他到图书馆的时候,看到万殊同已经过去了,看到他后问:“你还带了早餐?”
“只有饭盒,里面的东西已经吃完了。”海容川坐了下来。
“......”万殊同看了看他,随后继续看着书,问:“你昨晚去江泊谦那里了?”
“你怎么知道?”海容川记得自己好像只跟他说自己要回家,连自己留在酒店都是临时决定的。
“红土奇楠,这个味道我只在江泊谦身上闻到过。”万殊同跟海容川都是学生,学生群体一般都用香水。香水调制出来的味道,跟海容川身上带的味道完全不能相提并论。
像红土奇楠这种沉香不仅数量稀少、价格昂贵,点燃时还需要有环境支持。也只有像江泊谦那样的人,家里有专门的供货渠道,才会闲着没事点这东西。
“你鼻子真灵,我都不知道这是什么味儿。”海容川拉过衣服闻了一下,确实有淡淡的凉甜香,像是**,又像是蜜香。
万殊同过了好一会儿才又轻声问了句:“你跟...江泊谦...在一起了?”
“别开玩笑了,我...”海容川坐下后,对着万殊同招了招手。
万殊同凑过去后,海容川说,“其实,那小孩是我跟江泊谦的孩子,所以我才会经常过去。我也是最近才知道的,但我跟江泊谦没可能。”

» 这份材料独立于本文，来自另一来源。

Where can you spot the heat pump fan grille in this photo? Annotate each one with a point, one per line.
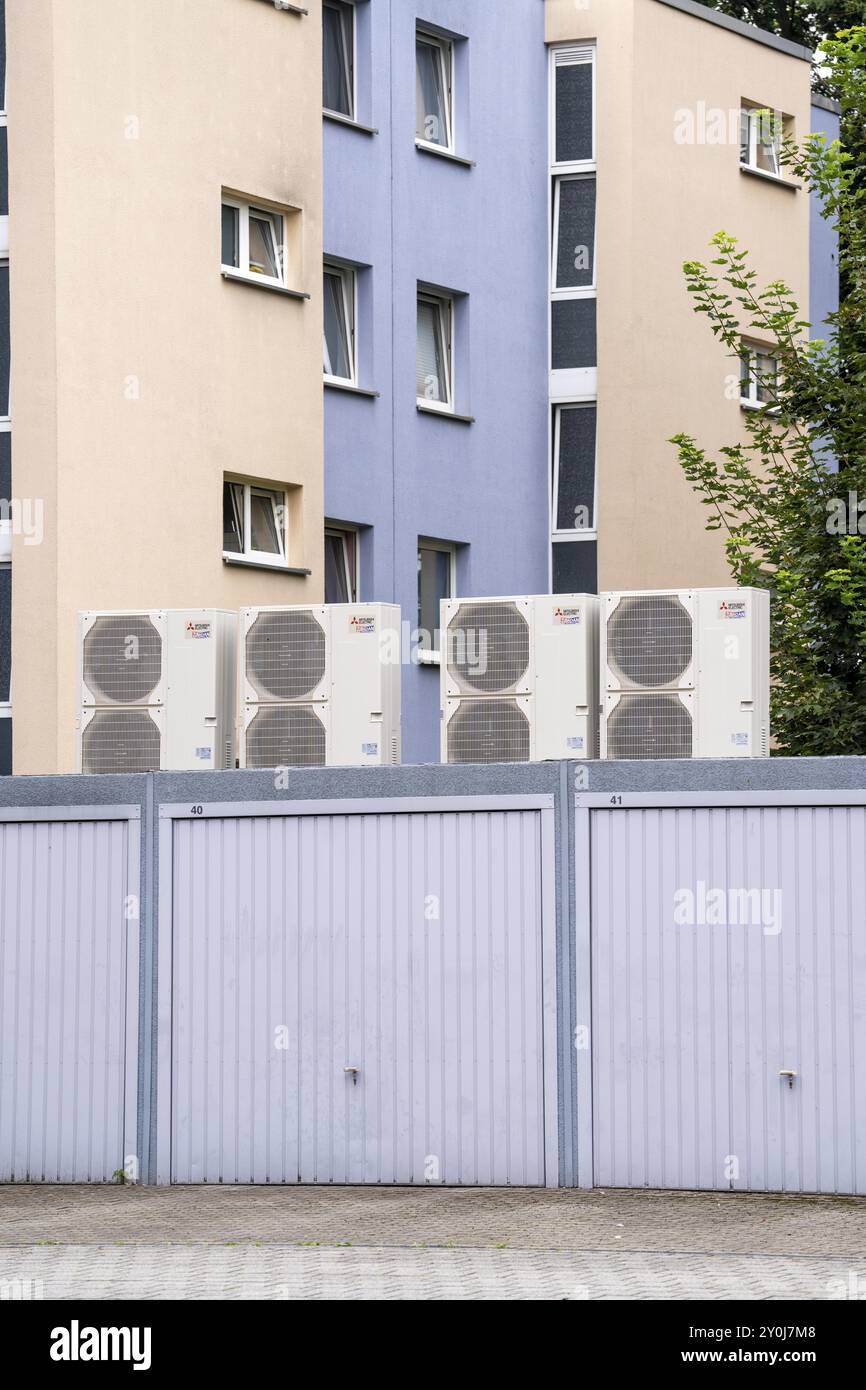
(649, 726)
(649, 640)
(488, 731)
(488, 647)
(281, 737)
(285, 655)
(121, 741)
(123, 659)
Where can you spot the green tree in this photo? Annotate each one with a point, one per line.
(802, 21)
(791, 523)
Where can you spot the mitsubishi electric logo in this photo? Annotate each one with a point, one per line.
(77, 1343)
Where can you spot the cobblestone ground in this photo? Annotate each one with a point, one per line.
(426, 1243)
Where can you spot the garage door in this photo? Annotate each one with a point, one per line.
(729, 973)
(359, 998)
(68, 994)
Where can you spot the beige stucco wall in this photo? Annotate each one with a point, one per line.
(139, 374)
(659, 202)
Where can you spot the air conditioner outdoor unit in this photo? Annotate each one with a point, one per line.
(320, 687)
(157, 690)
(685, 673)
(519, 679)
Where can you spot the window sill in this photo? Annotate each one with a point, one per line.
(769, 178)
(287, 9)
(350, 388)
(444, 154)
(348, 120)
(445, 414)
(264, 565)
(238, 277)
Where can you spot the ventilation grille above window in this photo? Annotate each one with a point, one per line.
(565, 57)
(287, 737)
(488, 731)
(649, 726)
(123, 659)
(488, 647)
(649, 641)
(121, 741)
(285, 655)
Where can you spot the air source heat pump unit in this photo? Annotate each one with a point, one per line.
(320, 687)
(157, 690)
(519, 679)
(685, 673)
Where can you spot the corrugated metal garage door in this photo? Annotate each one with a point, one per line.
(697, 1011)
(68, 994)
(406, 945)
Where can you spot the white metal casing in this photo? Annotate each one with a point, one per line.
(353, 704)
(191, 705)
(552, 701)
(723, 688)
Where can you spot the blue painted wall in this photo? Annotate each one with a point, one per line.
(483, 230)
(824, 271)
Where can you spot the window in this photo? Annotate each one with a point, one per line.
(761, 135)
(574, 232)
(434, 352)
(434, 91)
(437, 581)
(574, 435)
(339, 323)
(573, 106)
(758, 377)
(338, 52)
(253, 523)
(341, 565)
(253, 242)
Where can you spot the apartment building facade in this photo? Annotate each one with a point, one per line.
(652, 107)
(166, 320)
(435, 223)
(487, 242)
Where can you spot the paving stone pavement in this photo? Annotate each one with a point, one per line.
(350, 1243)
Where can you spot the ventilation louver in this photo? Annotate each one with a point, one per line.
(649, 726)
(121, 741)
(488, 731)
(285, 737)
(123, 660)
(649, 641)
(285, 656)
(488, 647)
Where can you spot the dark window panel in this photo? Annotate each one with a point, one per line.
(574, 113)
(576, 567)
(576, 250)
(576, 466)
(574, 334)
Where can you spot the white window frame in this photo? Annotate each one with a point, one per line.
(428, 655)
(572, 56)
(348, 277)
(751, 401)
(445, 49)
(751, 163)
(249, 555)
(573, 291)
(277, 220)
(445, 305)
(573, 533)
(349, 27)
(352, 570)
(6, 421)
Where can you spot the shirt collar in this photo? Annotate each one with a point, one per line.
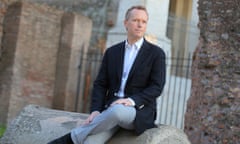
(137, 44)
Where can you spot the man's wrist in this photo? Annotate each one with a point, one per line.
(132, 101)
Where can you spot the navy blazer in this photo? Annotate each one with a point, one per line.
(144, 84)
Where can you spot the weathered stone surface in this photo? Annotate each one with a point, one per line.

万殊同一时间竟不太懂他是什么意思,海容川看到他迷茫的眼神后,又说了句:“其实,我跟你一样懵,但这就是事实。事实已定,我只能接受。看书吧!”
万殊同僵硬地把脑袋转了回去,这句话的信息量太大了。饶是他觉得自己是一个接受程度很高的人,也一时没办法把海容川说的这件事跟现实联系起来。
海容川扔下这个炸弹之后,继续看着自己的书。万殊同又凑过去问:“谁生的?你们不都是男的吗?”
“你觉得是谁?”海容川问。
万殊同点点头,“哦!懂了。”
必定是江泊谦了,虽然看起来不太像,但是海容川跟他认识了那么多年,他可从来没有见过海容川生孩子。
海容川心想真好,大家都会自己脑补。也多亏了自己现在的年龄小,所有人都默认是江泊谦生的了,这样挺好!
中午一起吃饭的时候,万殊同还是一阵恍惚,他突然又问:“那江泊谦为什么突然来找你了?”
“可能是因为小孩长大了吧!”海容川心想他怎么会知道?这小孩是从十年后回来的,要说突然也是小孩突然,而不是江泊谦突然。
“哦!那你......”万殊同有些问不出口了。
海容川杵了他一下,“你有话就直说,干嘛这么吞吞吐吐?”
“那你是喜欢男的吧!”万殊同看着海容川问,他虽然表面很镇定,但内心很慌。海容川一直都表现得很直,从来没有表现过自己的性取向。
海容川也愣住了,他不知道该点头还是摇头。如果是以前他可以很淡定地说自己直得不行,可一想到江泊谦,他有些犹豫了。
因为今天早上他从江泊谦怀里醒过来的时候,他竟然觉得江泊谦很好看!他还隐隐还有些反应了,对着一个男的有反应!
这是第一次!
但他反应很快地伸拳捶了一下万殊同的肩头,笑呵呵地说:“兄弟,你不会是因为我有孩子了就搞歧视吧!我闺女不是挺可爱的吗?”
万殊同伸胳膊揽了一下他的肩膀,“怎么可能!你闺女就是我闺女,等考完试之后我们带她一起出去玩。”
“那不就完事儿了。”海容川又感叹道,“早死早超生,赶紧考吧!”
“我也想赶紧考,天天紧绷着真不好受。”万殊同也说。
“你这大学霸都感受到危机了,我更得努力了。”海容川端起餐盘,“走,买杯咖啡去图书馆。”
“嗯,最近学习太累了,我饭量都变大了。”
“谁不是呢,我晚上睡觉都沉了。”
海容川看着身边的万殊同,心想真好,就这么糊弄过去了,他的好兄弟依然是好兄弟。